Because Enphase provides its equipment to installers, it also has to have data to prove to those partners that it’s offering them an equitable share of whatever rewards it can receive from providing its microinverter data and control capabilities, or its new energy storage systems, a utility service, he added.
“We have the visibility into the grid, we have the ability to control -- but we do not have the right to control,” he said. “If we can get some of our installer partners to get on board, to see there’s a value stream for them, we can say, ‘Let us provide the service value to the utility.’”
There are significant challenges for considering third-party assets as utility infrastructure, however. For one, many of today's regulations don't allow customer-owned solar, energy storage or other inverter-connected energy assets to stay running during outages and grid disruptions, which limits their value at times when it would theoretically be highest. California's Smart Inverter Working Group, a consortium that's creating advanced inverter features to become part of the state's distributed energy regime, has submitted reports to the CPUC's DRP proceeding (PDF) to lay out what data-sharing would be required to overcome those obstacles.

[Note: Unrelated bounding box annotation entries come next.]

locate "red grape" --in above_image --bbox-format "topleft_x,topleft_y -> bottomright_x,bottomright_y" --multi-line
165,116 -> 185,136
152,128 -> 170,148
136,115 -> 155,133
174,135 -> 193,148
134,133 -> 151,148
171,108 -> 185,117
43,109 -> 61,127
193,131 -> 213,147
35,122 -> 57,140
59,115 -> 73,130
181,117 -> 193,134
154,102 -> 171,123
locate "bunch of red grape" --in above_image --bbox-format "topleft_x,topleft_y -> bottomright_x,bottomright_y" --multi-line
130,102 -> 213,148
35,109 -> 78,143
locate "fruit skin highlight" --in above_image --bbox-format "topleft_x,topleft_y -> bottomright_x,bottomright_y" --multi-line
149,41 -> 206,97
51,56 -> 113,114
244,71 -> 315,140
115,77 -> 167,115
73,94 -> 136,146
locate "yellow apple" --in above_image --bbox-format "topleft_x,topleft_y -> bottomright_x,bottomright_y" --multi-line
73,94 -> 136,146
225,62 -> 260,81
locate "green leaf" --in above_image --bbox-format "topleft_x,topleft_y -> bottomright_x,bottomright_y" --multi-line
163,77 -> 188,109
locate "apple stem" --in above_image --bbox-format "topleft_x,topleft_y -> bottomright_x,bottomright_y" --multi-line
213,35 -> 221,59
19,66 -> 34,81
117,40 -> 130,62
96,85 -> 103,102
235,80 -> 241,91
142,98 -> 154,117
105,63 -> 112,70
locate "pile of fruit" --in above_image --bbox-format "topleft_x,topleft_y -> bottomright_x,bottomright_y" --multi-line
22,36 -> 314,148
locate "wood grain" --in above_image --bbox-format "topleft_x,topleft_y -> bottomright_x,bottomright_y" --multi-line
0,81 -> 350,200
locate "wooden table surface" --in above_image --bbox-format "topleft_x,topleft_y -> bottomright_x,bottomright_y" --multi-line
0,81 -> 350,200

Beyond that, however, there's the question of how different parties get to measure the cost-effectiveness of their own systems versus those from competitors, whether that's other DER providers, or the utilities themselves. That requires some kind of impartial oversight, and "the utility has to maintain that, they have to set the parameters," Integral Analytics' Osterhus said. "If a field crew changes something, they have to benchmark and validate that. It’s only good for today -- next month it changes."
Building methodologies for creating this impartial, commonly acceptable stack of costs and benefits for different DERs on the grid has been a big part of what the More Than Smart working group has been doing for the CPUC. Paul De Martini, who's been compiling the data being collected in this process for stakeholders in the DRP proceeding (PDF), noted that this work will continue long after utilities submit their first DRP plans in July.
“What we’ve identified in California is that this starts with planning, and moves to market opportunities for DER to serve utilities,” he said. “And information is the lifeblood of this approach. You need the data to be able to do the analysis, to identify the needs, and then be transparent to the marketplace on what that need is.”